Les auteurs de ce projet ont pris l'habitude d'alléguer, presque à l'infini, les paroles du Christ : « Qu'ils soient un... Il n'y aura qu'un bercail et qu'un pasteur » (Joan. XVII, 21 ; X, 15), mais en voulant que, par ces mots, soient signifiés un vœu et une prière du Christ Jésus qui, jusqu'à ce jour, auraient été privés de résultat. Ils soutiennent, en effet, que l'unité de foi et de gouvernement, caractéristique de la véritable et unique Église du Christ, n'a presque jamais existé jusqu'à présent et n'existe pas aujourd'hui ; que cette unité peut, certes, être souhaitée et qu'elle sera peut-être un jour établie par une entente commune des volontés, mais qu'il faut entre-temps la tenir pour une sorte de rêve. Ils ajoutent que l'Église, en elle-même, de sa nature, est divisée en parties, c'est-à-dire constituée de très nombreuses églises ou communautés particulières, encore séparées, qui, malgré quelques principes communs de doctrine, diffèrent pour tout le reste ; que chaque église jouit de droits parfaitement identiques ; que l'Église ne fut une et unique que tout au plus depuis l'âge apostolique jusqu'aux premiers conciles œcuméniques.

Il faut donc, disent-ils, négliger et écarter les controverses même les plus anciennes et les divergences de doctrine qui déchirent encore aujourd'hui le nom chrétien, et, au moyen des autres vérités doctrinales, constituer et proposer une certaine règle de foi commune : dans la profession de cette foi, tous sentiront qu'ils sont frères plus qu'ils ne le sauront ; seulement, une fois réunies en une fédération universelle, les multiples églises ou communautés pourront s'opposer avec force et succès aux progrès de l'impiété.

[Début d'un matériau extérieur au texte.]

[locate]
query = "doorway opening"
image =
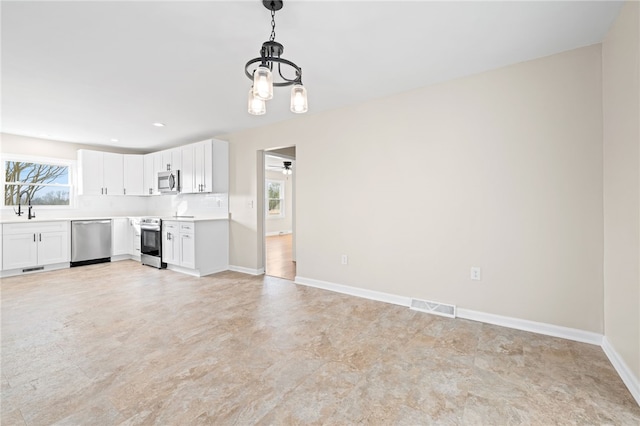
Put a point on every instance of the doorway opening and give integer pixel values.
(279, 212)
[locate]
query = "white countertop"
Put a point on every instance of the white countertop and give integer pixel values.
(23, 219)
(191, 219)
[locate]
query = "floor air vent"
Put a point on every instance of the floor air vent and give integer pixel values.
(433, 308)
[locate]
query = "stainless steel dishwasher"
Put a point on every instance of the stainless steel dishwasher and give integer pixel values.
(90, 241)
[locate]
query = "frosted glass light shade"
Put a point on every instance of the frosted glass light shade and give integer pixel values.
(256, 106)
(299, 99)
(263, 83)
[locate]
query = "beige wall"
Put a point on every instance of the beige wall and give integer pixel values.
(501, 170)
(621, 93)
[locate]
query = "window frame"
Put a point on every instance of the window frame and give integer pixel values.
(281, 215)
(70, 164)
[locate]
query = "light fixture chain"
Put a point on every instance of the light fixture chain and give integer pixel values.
(273, 25)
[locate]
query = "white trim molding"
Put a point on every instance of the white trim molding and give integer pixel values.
(532, 326)
(278, 233)
(246, 270)
(627, 376)
(630, 380)
(355, 291)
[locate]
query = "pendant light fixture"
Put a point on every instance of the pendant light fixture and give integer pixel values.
(286, 170)
(274, 70)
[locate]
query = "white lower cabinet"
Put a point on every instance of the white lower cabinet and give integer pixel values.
(28, 246)
(121, 240)
(134, 224)
(197, 248)
(169, 242)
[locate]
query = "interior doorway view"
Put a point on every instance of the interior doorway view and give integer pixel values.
(279, 204)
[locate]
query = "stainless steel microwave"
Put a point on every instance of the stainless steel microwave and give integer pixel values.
(169, 182)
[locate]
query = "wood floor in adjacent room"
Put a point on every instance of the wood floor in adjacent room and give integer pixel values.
(279, 249)
(122, 343)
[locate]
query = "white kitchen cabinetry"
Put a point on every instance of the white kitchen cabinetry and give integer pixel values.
(133, 174)
(134, 230)
(205, 167)
(152, 164)
(187, 173)
(187, 249)
(33, 246)
(101, 173)
(121, 238)
(171, 159)
(197, 248)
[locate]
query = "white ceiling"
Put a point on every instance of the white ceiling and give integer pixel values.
(89, 72)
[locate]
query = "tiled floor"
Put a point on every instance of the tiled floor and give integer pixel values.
(128, 344)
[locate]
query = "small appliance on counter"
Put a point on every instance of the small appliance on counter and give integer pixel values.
(169, 182)
(151, 242)
(90, 241)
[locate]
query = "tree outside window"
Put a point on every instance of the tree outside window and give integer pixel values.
(37, 183)
(275, 198)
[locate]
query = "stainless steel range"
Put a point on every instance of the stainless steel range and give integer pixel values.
(151, 242)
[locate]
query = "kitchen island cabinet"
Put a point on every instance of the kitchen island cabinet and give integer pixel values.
(199, 247)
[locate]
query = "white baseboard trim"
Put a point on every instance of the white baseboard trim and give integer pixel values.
(532, 326)
(355, 291)
(246, 270)
(273, 234)
(630, 380)
(119, 257)
(19, 271)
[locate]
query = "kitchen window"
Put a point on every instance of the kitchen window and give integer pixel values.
(275, 198)
(41, 182)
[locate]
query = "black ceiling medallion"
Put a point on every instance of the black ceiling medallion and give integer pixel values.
(271, 63)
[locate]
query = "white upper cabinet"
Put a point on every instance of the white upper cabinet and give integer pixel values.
(101, 173)
(133, 173)
(150, 180)
(90, 169)
(187, 173)
(205, 167)
(113, 177)
(171, 159)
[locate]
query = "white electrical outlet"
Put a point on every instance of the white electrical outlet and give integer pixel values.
(476, 273)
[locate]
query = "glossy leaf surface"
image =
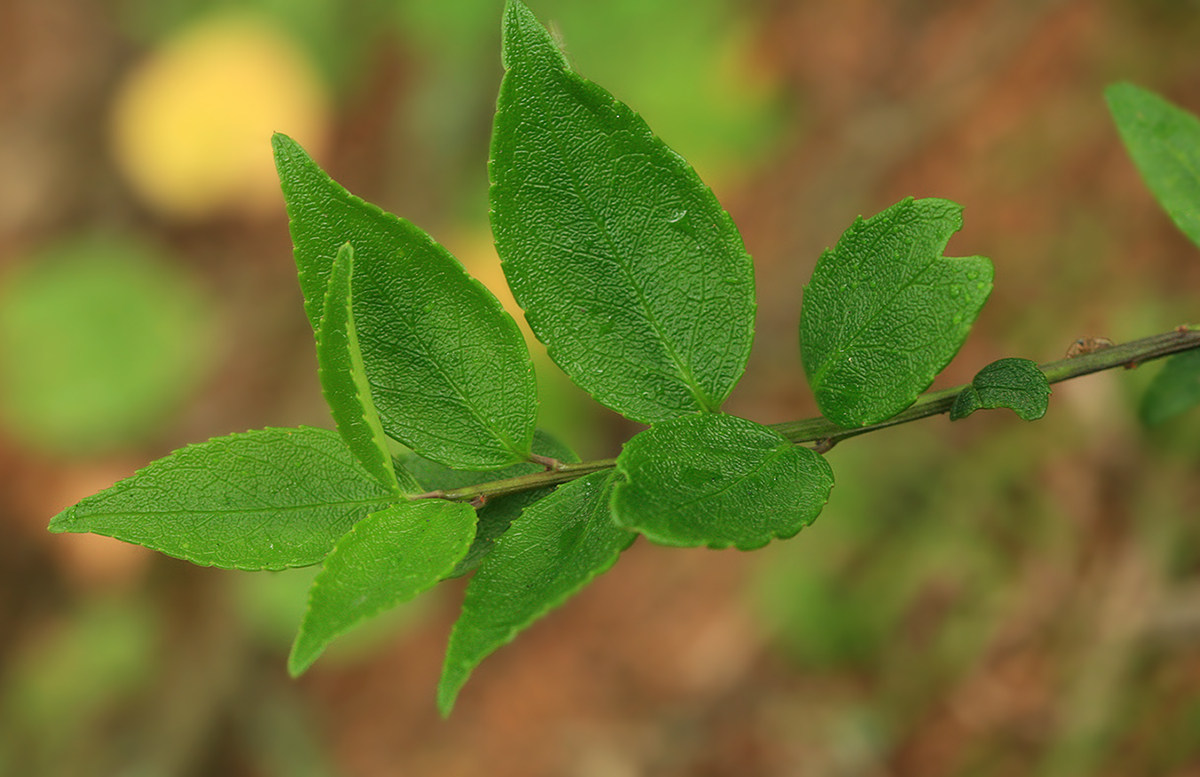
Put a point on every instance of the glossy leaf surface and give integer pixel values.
(885, 312)
(1164, 143)
(258, 500)
(1015, 384)
(385, 559)
(343, 379)
(552, 550)
(497, 513)
(449, 371)
(718, 481)
(625, 264)
(1174, 390)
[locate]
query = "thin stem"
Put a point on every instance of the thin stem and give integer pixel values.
(826, 434)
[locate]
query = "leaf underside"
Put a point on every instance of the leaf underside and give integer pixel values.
(1015, 384)
(385, 559)
(885, 312)
(448, 369)
(259, 500)
(718, 481)
(552, 550)
(1164, 143)
(343, 380)
(625, 264)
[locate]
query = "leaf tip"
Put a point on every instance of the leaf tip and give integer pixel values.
(303, 656)
(523, 37)
(448, 691)
(64, 522)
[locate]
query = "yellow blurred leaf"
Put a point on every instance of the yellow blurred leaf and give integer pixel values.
(191, 125)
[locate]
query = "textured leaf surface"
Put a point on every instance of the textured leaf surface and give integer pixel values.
(552, 550)
(258, 500)
(885, 312)
(718, 481)
(449, 371)
(1174, 390)
(498, 512)
(624, 261)
(385, 559)
(343, 379)
(1164, 143)
(1015, 384)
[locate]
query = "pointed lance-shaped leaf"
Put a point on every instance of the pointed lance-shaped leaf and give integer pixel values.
(551, 552)
(343, 379)
(885, 311)
(1164, 143)
(625, 264)
(718, 481)
(1015, 384)
(259, 500)
(385, 559)
(449, 372)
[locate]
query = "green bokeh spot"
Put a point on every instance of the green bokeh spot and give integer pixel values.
(100, 342)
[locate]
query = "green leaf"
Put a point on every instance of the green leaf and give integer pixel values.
(625, 264)
(343, 380)
(1015, 384)
(1174, 390)
(449, 372)
(718, 481)
(885, 312)
(497, 512)
(258, 500)
(552, 550)
(1164, 143)
(385, 559)
(101, 343)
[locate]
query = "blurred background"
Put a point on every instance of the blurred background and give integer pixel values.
(989, 597)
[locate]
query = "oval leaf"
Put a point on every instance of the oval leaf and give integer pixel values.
(385, 559)
(498, 512)
(343, 380)
(885, 312)
(1164, 143)
(1174, 390)
(718, 481)
(551, 552)
(1015, 384)
(259, 500)
(625, 264)
(449, 372)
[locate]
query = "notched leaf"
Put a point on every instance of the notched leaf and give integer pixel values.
(886, 312)
(1015, 384)
(718, 481)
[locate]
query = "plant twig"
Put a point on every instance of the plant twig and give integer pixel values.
(826, 433)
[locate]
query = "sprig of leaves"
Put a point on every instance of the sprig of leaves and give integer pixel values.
(637, 282)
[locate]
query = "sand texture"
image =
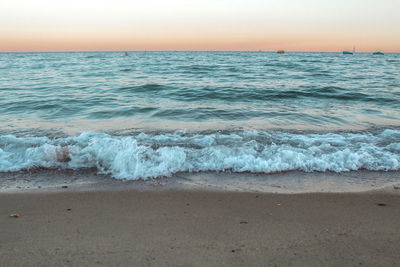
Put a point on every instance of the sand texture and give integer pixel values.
(199, 228)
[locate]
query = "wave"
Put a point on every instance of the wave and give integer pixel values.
(144, 156)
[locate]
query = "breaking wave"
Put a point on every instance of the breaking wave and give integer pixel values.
(145, 156)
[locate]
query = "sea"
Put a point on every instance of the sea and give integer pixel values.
(242, 121)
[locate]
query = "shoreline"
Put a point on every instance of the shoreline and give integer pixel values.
(198, 227)
(293, 182)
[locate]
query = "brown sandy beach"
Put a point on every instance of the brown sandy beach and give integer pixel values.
(199, 228)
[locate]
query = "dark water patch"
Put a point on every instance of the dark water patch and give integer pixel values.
(126, 112)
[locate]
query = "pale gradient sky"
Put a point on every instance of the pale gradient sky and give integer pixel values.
(294, 25)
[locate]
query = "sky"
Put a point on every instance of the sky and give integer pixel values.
(268, 25)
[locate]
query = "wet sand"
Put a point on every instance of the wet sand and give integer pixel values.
(199, 228)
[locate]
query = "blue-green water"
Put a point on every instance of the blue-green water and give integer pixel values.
(153, 114)
(203, 90)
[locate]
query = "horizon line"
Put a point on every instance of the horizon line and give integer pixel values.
(176, 50)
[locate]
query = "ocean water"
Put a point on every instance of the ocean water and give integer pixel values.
(155, 115)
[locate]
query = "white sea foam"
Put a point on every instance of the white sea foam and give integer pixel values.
(145, 156)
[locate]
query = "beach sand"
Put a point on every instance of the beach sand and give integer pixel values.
(199, 228)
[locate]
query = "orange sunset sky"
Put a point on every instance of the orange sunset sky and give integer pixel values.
(294, 25)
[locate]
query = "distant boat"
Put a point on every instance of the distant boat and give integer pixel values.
(350, 53)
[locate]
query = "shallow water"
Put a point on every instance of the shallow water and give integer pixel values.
(154, 114)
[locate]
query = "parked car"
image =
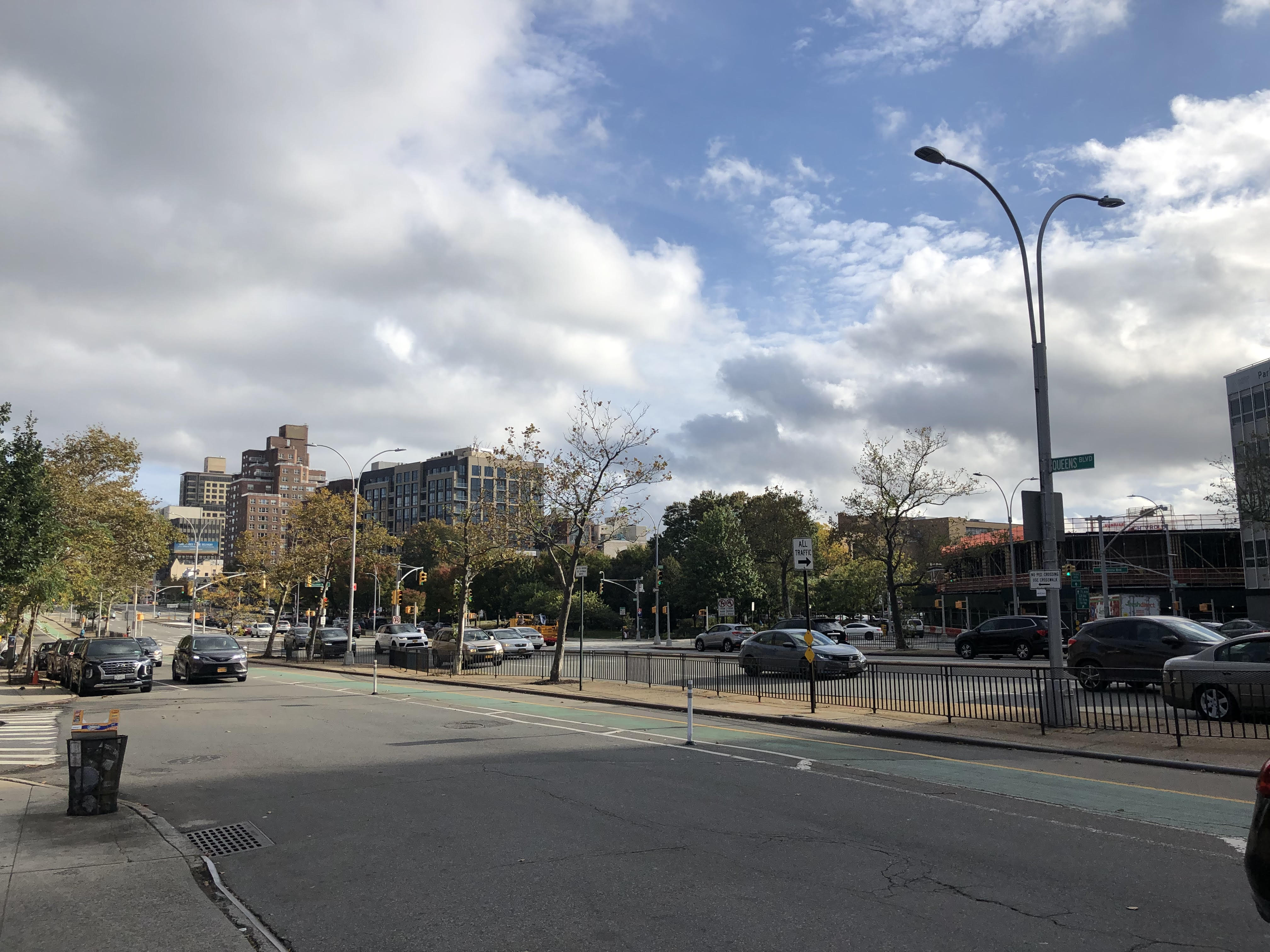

C'est là, vénérables frères, leur opinion commune. Il en est, toutefois, qui affirment et concèdent que le protestantisme a rejeté trop inconsidérément certains dogmes de foi et plusieurs pratiques du culte extérieur, agréables et utiles sans aucun doute, que l'Église Romaine, au contraire, conserve encore. Ils se hâtent, d'ailleurs, d'ajouter que cette Église Romaine, elle aussi, s'est égarée, qu'elle a corrompu la religion primitive en lui ajoutant certaines doctrines moins étrangères que contraires à l'Évangile et en obligeant à y croire ; parmi ces doctrines, ils citent en premier lieu celle de la primauté de juridiction attribuée à Pierre et à ses successeurs sur le siège romain. Dans ce nombre, il en est, assez peu, il est vrai, qui concèdent au Pontife romain soit une primauté honorifique, soit une certaine juridiction ou pouvoir, qui, estiment-ils toutefois, découle non du droit divin mais, d'une certaine façon, du consentement des fidèles ; d'autres vont jusqu'à désirer que leurs fameux congrès, qu'on pourrait qualifier de bariolés, soient présidés par le Pontife lui-même. Pourtant, si on peut trouver des non-catholiques, d'ailleurs nombreux, qui prêchent à pleine voix une communion fraternelle dans le Christ Jésus, on n'en trouverait pas à qui vienne la pensée de se soumettre et d'obéir au Vicaire de Jésus-Christ quand il enseigne et quand il commande. Entre-temps, ils affirment qu'ils traiteront volontiers avec l'Église Romaine, mais à droits égaux, c'est-à-dire en égaux avec un égal ; mais s'ils pouvaient traiter, il ne semble pas douteux qu'ils le feraient avec la pensée de ne pas être tenus, par le pacte éventuellement conclu, à renoncer aux opinions en raison desquelles, encore maintenant, ils restent dans leurs errements et dans leurs erreurs hors de l'unique bercail du Christ.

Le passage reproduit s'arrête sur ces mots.